The modern era of AI has enabled systems to achieve human-level performance in specialized tasks like playing chess and Go, as well as surpassing human capabilities in many narrow applications. For example, machine learning systems can now reliably transcribe speech, translate between languages, and identify objects in images more accurately than humans. The advent of deep learning methods based on neural networks has been a driving force behind these advances by allowing systems to learn from large datasets rather than being explicitly programmed with rules. The abundance of data, availability of specialized hardware like GPUs, and enhancements in machine learning algorithms have all contributed to the recent success of AI.


While much of the focus has been on commercial applications of AI in areas like digital assistants, self-driving vehicles, fraud detection, and predictive analytics, AI tools and techniques also hold great promise for augmenting and enhancing social science research. Political science, in particular, shares many features with tasks and domains where AI has thrived, including the need to extract insights from large troves of textual data, modeling complex human systems, and forecasting outcomes based on historical evidence. As such, there has been a rapid growth in the application of AI methods in political science over the past decade.


AI's Growing Use in Political Science Research

Political science has embraced computational techniques since the 1950s, with early examples including content analysis of political texts, election forecasting models, and computer simulations of political events. The use of AI techniques in political science gained momentum in the 1990s and 2000s with the adoption of machine learning methods for tasks like classification and prediction. For instance, research in the early 2000s showed that machine learning algorithms could predict Supreme Court decisions and legislative roll call votes with accuracy rivaling human experts (Evans et al., 2002; Katz, 2006).

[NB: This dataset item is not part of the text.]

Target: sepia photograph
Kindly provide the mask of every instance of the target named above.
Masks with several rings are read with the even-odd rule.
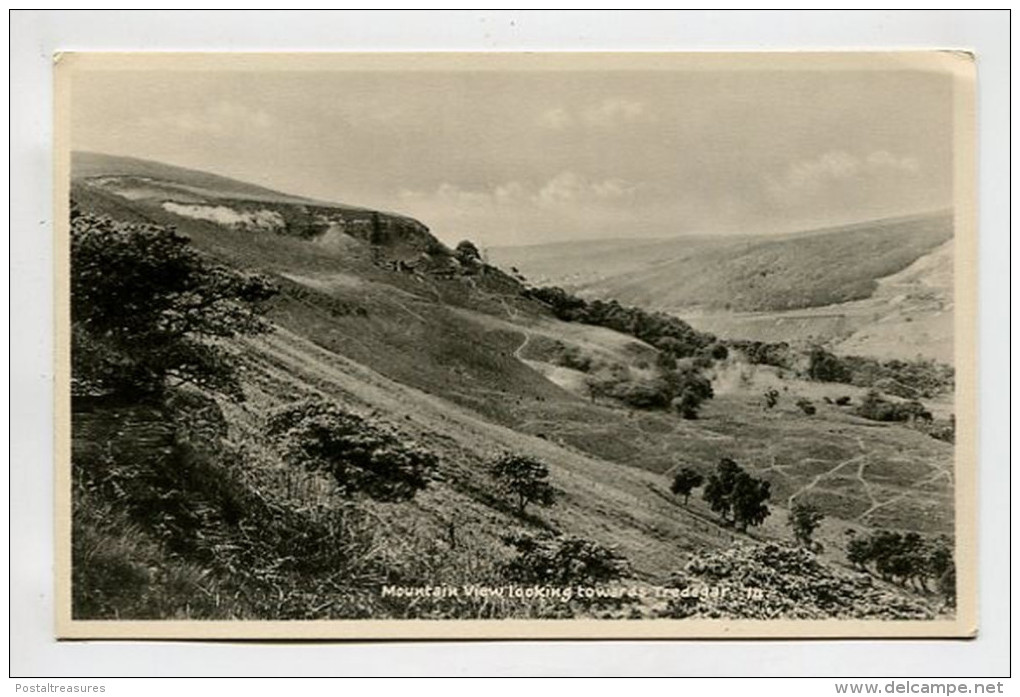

In recent years, there has been an exponential growth in the application of more advanced AI techniques in political science research. The number of published papers mentioning the use of machine learning in political science grew from around 5 per year in 2010 to over 175 in 2018 (Serrano et al., 2019). This surge of interest has been enabled by the increasing availability of digital data relevant to politics, such as text corpora, administrative records, and survey data. Much of the early focus was on predicting political outcomes, with applications in election forecasting, conflict early warning systems, and classification of political texts (Tolochko & Arbatov, 2021).


More recently, political scientists have tapped into cutting-edge AI methods like natural language processing, neural networks, and reinforcement learning for diverse research aims. Examples include:

  • Using neural networks to model the dynamics between economic conditions and political instability across countries (Munger et al., 2019)

  • Applying natural language processing to extract policy positions of candidates from text and speeches (Jung et al., 2021)

  • Analyzing social media data with machine learning to predict geopolitical events like Arab Spring protests (Breuer et al., 2015)

  • Using reinforcement learning algorithms to understand how different political strategies emerge through repeated interactions (Erkol et al., 2022)

  • Leveraging machine learning for causal inference strategies to estimate unbiased causal effects from observational data (Knutsen et al., 2021)

This proliferation of AI-based research reflects wider recognition of the value that automated methods can provide for analyzing complex political phenomena, identifying relationships in large-scale data, and generating insights that challenge existing theories. AI has moved from a peripheral set of tools to a core component of the methodological toolkit in many subfields of political science.